To thin the population,” my niece said.

“To obtain me a harem,” my brother said.

It’s a tax,” I said. “That people don’t realize is a tax because no one calls it a tax. Because it’s ‘voluntary’. But so many people pay into it because of that payout, so that’s how it functions.”

“At least you got a chance of getting something in return,” my brother said. “Unlike real taxes.”

“Yeah, like better schools, better shopping, better roads, better police and better homes are just conjured up by The Magnanimous Mage of Suburbia or some shit like that. Or a sacrificial offering to the gods of…civic entitlement.”

“I’m talking about instant gratification,” my brother said.  “You can’t beat that.”

“Lorie,” I said to my niece, “what were those odds again?”
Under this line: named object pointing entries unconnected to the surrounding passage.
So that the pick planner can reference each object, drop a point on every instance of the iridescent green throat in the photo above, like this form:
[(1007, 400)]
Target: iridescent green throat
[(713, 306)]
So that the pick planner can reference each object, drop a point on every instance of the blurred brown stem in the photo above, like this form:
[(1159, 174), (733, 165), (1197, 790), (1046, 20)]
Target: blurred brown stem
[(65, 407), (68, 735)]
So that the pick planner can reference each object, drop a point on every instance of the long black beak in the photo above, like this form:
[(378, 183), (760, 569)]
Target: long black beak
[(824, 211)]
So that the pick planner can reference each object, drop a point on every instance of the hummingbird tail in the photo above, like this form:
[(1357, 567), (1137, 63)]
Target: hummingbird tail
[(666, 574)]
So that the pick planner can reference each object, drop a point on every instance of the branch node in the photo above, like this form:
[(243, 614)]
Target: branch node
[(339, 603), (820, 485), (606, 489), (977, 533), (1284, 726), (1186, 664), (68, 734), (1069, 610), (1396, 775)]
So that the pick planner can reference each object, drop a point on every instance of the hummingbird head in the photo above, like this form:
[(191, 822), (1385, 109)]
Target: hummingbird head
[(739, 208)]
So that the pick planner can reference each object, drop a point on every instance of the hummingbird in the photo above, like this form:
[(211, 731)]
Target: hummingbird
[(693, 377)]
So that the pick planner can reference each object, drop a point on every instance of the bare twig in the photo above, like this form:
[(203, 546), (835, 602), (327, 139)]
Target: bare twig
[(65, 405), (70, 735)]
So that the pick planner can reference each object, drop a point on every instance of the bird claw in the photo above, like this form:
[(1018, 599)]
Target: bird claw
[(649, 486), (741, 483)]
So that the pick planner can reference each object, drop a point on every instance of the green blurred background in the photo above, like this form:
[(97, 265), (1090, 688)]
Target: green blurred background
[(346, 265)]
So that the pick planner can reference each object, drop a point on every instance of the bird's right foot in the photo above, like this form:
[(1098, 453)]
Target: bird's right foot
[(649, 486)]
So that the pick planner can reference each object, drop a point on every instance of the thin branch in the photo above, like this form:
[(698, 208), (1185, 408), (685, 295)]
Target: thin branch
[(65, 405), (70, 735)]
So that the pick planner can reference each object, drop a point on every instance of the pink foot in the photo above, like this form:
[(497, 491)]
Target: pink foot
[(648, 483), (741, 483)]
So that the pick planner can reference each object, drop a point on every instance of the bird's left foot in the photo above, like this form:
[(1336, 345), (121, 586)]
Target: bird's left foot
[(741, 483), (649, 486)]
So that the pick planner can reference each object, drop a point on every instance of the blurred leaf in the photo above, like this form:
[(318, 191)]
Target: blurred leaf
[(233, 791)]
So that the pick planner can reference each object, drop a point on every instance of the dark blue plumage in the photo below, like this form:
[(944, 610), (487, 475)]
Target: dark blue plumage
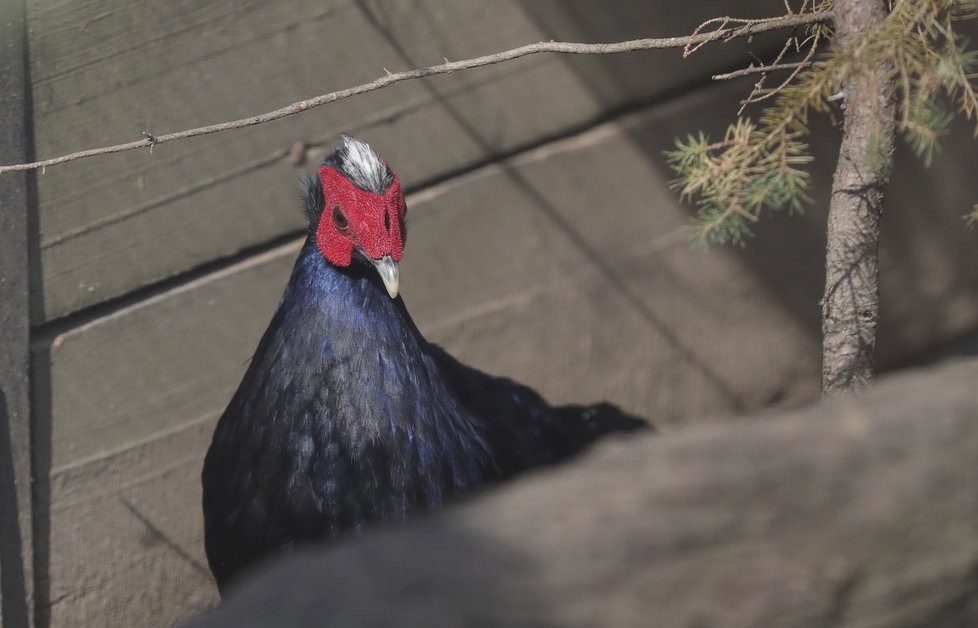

“One in 292 million,” she said.

“Instant gratification to who?  I still see your large bottom pinning down that La-Z-Boy over there. That’s neither instantaneous nor gratifying.”

“Oh, it’s gratifying,” he says, staring at the TV, fully reclined.

“He didn’t even buy a ticket,” my sister-in-law says.

“He never buys a ticket,” my niece said.

“Sooo gratifying,” he says, reclining back even farther. Then his chair made this loud *CA-CHUNK* sound and he starts flailing, almost tumbling backwards onto his head. Which was gratifying for all of us, really.